Now comes the fun part – building the draft panel(s).  In essence, a sudoku puzzle must be solved.  The following rules apply to the puzzle:

  1. Identify regents that can’t be changed (such as fluorescent proteins, reactive oxygen reporters, proliferation dyes).
  2. Pair highly expressed antigens (e.g. CD3, CD4, CD20) with dimmer flurochromes.
  3. Pair the antigen(s) of interest with the brightest flurorochromes.
  4. Don’t forget dump channel and viability dye (but don’t design around them).
  5. Minimize compensation issues.

Dump channels and viability dyes are essential elements in any polychromatic flow cytometry panel.  A dump channel is one where you place antigens that identify cells in the sample, but not of interest.  These can be coupled in a single channel and when it comes to analyzing the data, the cells that are negative for the dump channel fluorochrome are carried forward for analysis.  The dump channel helps clean up the analysis by removing cells that may contaminate downstream analysis.  For example, in the case of the identification of murine hematopoietic stem cells investigators will add lineage markers (B220, CD3, Ter119, GR-1, CD11b) in one channel and exclude those from further analysis.

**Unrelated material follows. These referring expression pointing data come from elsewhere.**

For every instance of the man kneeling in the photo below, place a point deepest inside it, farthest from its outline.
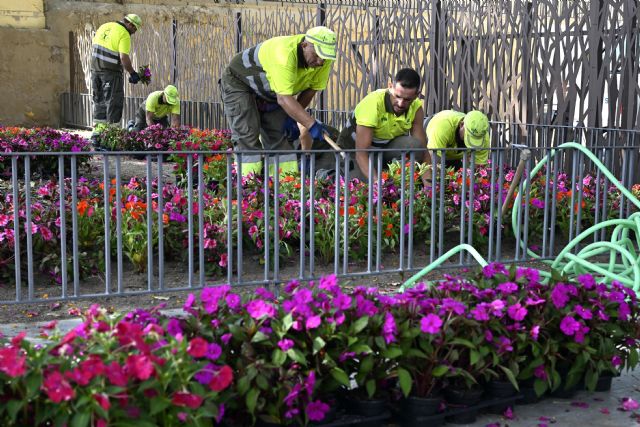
(157, 108)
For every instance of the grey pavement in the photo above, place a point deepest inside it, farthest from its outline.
(597, 409)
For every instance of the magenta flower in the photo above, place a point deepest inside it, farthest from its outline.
(389, 328)
(316, 410)
(313, 322)
(258, 309)
(517, 312)
(430, 324)
(583, 312)
(508, 287)
(285, 344)
(569, 325)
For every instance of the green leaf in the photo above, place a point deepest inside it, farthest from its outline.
(259, 337)
(278, 357)
(540, 387)
(367, 364)
(252, 400)
(287, 322)
(371, 388)
(360, 324)
(340, 376)
(13, 407)
(393, 352)
(318, 344)
(262, 382)
(463, 342)
(158, 405)
(404, 378)
(81, 419)
(474, 357)
(297, 356)
(512, 378)
(440, 370)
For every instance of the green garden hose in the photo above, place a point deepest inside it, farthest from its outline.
(624, 243)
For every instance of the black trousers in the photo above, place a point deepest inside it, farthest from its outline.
(108, 95)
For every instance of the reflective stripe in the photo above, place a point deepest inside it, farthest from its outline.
(104, 58)
(103, 50)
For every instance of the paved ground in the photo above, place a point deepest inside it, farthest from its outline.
(585, 409)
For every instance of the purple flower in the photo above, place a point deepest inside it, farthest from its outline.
(430, 324)
(213, 351)
(313, 322)
(517, 312)
(285, 344)
(508, 287)
(316, 410)
(389, 329)
(258, 309)
(569, 325)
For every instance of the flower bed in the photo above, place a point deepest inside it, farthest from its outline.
(243, 358)
(215, 146)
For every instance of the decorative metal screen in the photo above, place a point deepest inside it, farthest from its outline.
(564, 62)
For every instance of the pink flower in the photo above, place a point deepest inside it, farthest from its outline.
(316, 410)
(517, 312)
(258, 309)
(313, 322)
(430, 324)
(57, 388)
(285, 344)
(197, 347)
(139, 366)
(103, 400)
(628, 404)
(569, 326)
(189, 400)
(222, 378)
(389, 328)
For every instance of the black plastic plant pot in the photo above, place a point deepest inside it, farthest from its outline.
(500, 389)
(413, 406)
(463, 396)
(604, 382)
(464, 417)
(529, 396)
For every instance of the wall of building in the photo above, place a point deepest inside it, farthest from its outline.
(34, 61)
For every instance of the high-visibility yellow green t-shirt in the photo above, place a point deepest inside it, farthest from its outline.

The use of viability dyes cannot be underemphasized.  Since dead cells will non-specifically take up all antibodies in the panel at different rates, they can mimic the cells of interest. Including a viability dye is essential to reduce this background.

In both cases develop the panel first before adding these two critical stains.  There is sufficient diversity in the viability dyes that they can be slotted anywhere.  Likewise, consider using biotin for your dump channel antigens, so that you can come back with a streptavidin labeled conjugate in the appropriate color.

Step 5: Optimizing Your Panel

This may result in several different possible panels.  To determine the optimal panel leads us to step five – optimization of the panel.  Rarely does the first panel work out, so it’s critical to optimize the reagents and learn from each draft panel to create a final panel.  The optimization includes optimizing signal to noise of each reagent in the panel by titration and voltage optimization, identifying the correct controls and ensuring the populations of interest are identified.

This outline will help you design your flow panel – be it four colors or fourteen.  It is about the balance between what the instrument can measure, the expression level of the antigens, and the brightness of the fluorochromes.  With that balance in mind, go forth and discover.